Starring Julianne Moore, Jonathan Rhys Myers, Jeffrey DeMunn, Frances Conroy, Nathan Corddy, Brooklynn Proulx. Directed by Mans Marlind & Bjorn Stein. (2010, 112 min).
Anchor Bay Entertainment
This supernatural horror film is cut from the same cloth as The Ring and similar Japanese-inspired ghost stories, but with middling results. Part of the reason is this once-intriguing subgenre has probably run its course and 6 Souls is too little, too late, offering nothing we haven't seen before. Had this film been made ten years ago, it may have seemed a little more fresh.
However, a horror film doesn't necessarily need to be original to be effective, if done with a lot of flair (Insidious is a great example). This is where 6 Souls really fails. It isn't badly made or anything, but there's nothing distinctive about it, either.
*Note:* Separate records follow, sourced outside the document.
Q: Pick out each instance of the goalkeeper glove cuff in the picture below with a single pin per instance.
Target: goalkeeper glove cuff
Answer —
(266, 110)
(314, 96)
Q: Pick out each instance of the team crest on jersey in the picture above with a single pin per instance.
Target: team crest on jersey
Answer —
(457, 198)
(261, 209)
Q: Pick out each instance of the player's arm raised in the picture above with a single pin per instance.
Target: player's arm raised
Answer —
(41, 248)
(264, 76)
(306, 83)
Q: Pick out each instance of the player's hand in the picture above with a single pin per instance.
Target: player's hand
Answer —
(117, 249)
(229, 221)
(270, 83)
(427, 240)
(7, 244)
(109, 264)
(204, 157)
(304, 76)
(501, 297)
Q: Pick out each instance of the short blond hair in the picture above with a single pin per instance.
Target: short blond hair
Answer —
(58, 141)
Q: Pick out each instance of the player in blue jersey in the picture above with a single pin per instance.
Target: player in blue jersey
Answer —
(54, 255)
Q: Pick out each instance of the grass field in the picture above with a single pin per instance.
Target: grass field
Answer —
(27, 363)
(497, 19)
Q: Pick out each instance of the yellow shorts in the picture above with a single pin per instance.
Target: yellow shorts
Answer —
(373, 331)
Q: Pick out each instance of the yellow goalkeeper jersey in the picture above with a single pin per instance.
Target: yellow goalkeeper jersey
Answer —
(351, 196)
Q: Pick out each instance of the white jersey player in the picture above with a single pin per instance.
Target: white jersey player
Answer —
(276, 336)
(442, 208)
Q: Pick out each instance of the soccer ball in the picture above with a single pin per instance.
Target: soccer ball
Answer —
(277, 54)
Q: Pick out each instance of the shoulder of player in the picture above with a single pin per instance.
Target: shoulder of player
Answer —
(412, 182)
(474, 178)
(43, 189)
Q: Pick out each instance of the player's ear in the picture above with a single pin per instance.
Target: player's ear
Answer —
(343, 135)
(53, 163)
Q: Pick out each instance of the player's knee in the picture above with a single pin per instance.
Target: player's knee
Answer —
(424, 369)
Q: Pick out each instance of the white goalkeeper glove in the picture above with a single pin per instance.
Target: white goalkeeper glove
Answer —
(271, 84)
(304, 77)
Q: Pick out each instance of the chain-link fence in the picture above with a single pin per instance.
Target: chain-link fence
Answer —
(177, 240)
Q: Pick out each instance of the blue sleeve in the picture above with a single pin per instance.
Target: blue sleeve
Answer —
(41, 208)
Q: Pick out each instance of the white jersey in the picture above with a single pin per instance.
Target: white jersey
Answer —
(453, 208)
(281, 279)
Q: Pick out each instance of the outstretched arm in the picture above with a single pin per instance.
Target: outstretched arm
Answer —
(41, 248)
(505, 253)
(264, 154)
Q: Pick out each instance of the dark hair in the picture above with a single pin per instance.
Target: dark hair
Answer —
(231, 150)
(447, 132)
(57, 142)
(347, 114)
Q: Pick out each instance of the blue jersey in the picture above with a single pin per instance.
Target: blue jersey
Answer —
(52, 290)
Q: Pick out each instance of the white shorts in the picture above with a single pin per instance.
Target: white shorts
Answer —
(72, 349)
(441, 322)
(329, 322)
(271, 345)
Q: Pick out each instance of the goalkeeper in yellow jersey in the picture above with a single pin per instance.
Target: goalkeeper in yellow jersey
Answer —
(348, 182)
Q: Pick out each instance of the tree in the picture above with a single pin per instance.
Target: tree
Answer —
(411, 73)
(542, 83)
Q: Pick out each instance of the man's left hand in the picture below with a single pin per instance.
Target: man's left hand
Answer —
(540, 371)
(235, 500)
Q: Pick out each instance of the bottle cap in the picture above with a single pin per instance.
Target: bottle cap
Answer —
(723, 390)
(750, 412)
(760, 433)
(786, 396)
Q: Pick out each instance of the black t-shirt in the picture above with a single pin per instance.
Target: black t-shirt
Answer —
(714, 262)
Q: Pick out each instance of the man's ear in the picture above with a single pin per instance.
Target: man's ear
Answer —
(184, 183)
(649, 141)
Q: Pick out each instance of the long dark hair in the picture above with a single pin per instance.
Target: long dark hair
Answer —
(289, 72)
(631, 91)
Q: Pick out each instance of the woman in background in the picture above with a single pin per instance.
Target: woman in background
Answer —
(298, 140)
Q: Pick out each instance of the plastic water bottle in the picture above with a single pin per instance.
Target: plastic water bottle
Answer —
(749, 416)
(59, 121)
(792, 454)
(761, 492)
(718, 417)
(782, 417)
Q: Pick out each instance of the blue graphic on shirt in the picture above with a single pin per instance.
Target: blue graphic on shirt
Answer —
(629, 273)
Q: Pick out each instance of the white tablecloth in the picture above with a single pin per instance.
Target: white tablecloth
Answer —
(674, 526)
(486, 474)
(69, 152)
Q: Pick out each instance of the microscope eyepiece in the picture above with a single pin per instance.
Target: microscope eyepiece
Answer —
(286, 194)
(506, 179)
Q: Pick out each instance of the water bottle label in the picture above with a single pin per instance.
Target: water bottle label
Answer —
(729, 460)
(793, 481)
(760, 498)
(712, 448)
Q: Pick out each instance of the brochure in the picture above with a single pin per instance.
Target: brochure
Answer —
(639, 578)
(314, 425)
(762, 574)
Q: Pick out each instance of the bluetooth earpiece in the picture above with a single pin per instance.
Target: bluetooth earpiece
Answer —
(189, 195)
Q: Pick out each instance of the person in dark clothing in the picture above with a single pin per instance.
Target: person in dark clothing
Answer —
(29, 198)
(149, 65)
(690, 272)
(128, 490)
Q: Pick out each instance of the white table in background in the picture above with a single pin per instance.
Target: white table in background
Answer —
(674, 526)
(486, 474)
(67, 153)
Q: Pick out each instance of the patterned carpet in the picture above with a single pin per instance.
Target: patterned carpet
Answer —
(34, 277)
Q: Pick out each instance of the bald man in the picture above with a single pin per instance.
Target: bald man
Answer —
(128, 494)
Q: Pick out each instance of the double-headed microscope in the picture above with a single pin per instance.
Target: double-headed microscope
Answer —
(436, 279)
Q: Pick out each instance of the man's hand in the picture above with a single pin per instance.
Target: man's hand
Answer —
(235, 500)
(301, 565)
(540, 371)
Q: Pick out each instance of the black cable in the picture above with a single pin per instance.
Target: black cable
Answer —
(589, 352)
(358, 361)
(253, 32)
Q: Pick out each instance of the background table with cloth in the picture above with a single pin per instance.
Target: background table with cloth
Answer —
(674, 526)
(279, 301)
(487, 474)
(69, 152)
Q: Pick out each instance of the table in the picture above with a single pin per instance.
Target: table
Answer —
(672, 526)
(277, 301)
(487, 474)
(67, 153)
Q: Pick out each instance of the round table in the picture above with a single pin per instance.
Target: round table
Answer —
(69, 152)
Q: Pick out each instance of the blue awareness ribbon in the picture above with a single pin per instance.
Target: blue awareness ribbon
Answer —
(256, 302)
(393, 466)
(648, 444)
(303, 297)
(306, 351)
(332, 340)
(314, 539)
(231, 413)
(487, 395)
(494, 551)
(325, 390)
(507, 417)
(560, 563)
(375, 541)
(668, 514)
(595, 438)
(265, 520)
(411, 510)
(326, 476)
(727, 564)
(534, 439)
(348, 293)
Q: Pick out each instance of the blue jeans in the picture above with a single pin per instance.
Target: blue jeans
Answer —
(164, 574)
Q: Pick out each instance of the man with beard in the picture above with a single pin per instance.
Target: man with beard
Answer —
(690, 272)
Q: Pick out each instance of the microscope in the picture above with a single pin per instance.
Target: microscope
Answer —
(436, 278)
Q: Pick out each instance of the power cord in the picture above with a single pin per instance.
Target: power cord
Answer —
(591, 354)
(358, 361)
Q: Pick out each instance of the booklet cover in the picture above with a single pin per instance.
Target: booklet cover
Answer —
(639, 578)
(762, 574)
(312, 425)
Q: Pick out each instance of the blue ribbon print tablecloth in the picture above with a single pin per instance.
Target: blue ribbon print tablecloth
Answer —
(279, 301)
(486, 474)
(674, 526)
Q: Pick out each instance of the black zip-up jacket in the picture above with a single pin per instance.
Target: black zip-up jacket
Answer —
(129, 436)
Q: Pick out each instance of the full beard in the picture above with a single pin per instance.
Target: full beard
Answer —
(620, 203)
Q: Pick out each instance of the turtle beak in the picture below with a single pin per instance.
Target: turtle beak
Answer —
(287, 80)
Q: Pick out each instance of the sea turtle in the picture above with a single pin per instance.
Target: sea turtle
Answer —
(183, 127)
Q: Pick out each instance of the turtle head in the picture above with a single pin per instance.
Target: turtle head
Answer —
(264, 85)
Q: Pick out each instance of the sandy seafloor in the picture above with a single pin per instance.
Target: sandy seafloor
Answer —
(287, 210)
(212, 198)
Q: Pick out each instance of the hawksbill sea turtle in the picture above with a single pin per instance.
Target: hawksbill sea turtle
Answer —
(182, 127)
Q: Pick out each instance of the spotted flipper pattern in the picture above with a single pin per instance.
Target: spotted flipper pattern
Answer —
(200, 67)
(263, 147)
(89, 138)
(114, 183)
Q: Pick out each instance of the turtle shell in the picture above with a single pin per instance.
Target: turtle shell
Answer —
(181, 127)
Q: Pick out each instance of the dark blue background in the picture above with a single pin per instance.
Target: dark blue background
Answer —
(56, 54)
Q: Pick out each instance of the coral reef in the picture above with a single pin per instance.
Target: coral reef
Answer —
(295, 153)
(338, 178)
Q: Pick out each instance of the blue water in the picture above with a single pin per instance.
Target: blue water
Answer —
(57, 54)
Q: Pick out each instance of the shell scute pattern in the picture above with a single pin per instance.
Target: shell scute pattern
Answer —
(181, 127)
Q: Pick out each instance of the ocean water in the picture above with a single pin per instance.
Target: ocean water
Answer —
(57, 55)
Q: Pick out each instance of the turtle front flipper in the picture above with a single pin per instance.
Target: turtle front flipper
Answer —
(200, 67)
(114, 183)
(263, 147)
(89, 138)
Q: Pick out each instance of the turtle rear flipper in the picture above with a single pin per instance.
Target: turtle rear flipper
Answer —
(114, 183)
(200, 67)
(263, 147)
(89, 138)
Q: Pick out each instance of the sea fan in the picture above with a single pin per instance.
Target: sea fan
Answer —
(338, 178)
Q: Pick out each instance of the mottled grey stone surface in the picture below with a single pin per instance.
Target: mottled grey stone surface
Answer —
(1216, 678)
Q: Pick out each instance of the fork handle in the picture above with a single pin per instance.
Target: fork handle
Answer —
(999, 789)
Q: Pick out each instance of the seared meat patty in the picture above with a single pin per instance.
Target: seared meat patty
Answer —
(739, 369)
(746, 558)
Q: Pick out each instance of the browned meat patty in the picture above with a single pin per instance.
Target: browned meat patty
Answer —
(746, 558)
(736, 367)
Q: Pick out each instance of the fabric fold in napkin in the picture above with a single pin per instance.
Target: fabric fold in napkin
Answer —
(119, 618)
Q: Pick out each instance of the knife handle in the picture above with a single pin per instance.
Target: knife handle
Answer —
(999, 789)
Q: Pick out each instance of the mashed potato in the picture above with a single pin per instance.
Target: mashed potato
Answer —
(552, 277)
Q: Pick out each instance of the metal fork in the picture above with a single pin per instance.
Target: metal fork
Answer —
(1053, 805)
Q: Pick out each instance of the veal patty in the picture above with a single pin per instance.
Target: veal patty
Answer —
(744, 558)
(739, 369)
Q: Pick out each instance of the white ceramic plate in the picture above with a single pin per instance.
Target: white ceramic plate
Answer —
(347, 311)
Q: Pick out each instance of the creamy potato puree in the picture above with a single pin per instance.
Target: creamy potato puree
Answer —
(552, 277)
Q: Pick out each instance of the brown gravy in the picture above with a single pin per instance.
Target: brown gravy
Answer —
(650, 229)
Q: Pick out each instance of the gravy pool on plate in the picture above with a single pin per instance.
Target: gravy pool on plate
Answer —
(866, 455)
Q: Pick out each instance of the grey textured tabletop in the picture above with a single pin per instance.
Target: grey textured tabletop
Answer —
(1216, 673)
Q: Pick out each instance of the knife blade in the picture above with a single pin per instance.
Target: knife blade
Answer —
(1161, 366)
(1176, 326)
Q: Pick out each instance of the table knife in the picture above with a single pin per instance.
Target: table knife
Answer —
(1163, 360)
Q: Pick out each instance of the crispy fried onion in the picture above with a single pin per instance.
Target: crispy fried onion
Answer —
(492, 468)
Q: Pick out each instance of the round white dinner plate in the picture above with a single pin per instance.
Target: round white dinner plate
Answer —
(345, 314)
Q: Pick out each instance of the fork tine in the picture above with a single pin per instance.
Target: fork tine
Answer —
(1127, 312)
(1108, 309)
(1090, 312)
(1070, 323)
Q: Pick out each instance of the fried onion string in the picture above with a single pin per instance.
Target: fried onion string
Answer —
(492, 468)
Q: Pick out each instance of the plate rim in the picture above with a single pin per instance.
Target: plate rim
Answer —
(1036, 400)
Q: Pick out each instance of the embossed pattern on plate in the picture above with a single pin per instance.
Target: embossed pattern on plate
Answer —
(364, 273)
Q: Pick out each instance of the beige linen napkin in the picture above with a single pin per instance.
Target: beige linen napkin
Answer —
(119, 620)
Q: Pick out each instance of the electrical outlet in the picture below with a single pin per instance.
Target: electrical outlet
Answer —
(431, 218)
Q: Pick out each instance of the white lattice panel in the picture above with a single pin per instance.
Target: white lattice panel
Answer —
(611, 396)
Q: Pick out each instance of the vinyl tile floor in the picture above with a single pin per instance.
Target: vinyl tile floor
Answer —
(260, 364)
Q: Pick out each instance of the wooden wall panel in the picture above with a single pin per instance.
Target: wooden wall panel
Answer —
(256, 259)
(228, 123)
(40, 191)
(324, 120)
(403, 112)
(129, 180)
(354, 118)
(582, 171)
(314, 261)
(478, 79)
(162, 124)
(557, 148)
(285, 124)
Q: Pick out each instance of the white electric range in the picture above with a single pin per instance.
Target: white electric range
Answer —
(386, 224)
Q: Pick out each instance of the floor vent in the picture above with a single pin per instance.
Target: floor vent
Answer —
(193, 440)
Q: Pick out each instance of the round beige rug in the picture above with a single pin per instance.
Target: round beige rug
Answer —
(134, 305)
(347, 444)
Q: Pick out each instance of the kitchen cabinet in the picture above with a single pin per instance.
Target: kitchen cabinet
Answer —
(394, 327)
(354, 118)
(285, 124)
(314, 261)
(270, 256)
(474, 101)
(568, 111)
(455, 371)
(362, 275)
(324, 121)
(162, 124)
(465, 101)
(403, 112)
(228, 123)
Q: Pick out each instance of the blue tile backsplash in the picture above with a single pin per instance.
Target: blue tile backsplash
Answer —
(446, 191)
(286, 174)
Julianne Moore plays Cara Harding, a criminal psychologist who's become hardened and cynical since the murder of her husband. When her father, Jeffrey DeMunn, introduces her to a schizophrenic new patient, Adam (Jonathan Rhys Meyers), she initially balks at any idea of multiple-personality disorder. But Adam isn't actually nuts...the alternate personalities he assumes are the souls of selected people who have died horribly over the course of decades. Upon further investigation, Cara learns about the victims and their history, leading her to a small mystical cult whose origins go back to the early 20th Century, and whose actions may have triggered the inexplicable events she's witnessing now, some of which threaten her own family. Ultimately, it turns out Adam is something much worse then she ever imagined.
Kicked in the balls. |
The film is atmospheric and the performances are good (especially Moore and Rhys Meyers), two elements which certainly hold our interest. But the story itself is little more than a checklist of genre conventions (ambiguous symbolism, personal threat to the protagonist's family, occasional jump-scares, etc) with an unsatisfying climax and resolution which results in a feeling of "So what?". Then there's the one gigantic plot hole I was unable to get over...If Adam is indeed this dangerous, and everyone in the movie knows it, why is he continuously able to wander wherever he wants?
Ultimately, 6 Souls is the kind of film that might appeal to fans of supernatural horror, but one they'll likely forget about soon after. It isn't awful (it probably would have been more fun if it was). It's just nothing special. Other films have covered the same ground, only better.
Ultimately, 6 Souls is the kind of film that might appeal to fans of supernatural horror, but one they'll likely forget about soon after. It isn't awful (it probably would have been more fun if it was). It's just nothing special. Other films have covered the same ground, only better.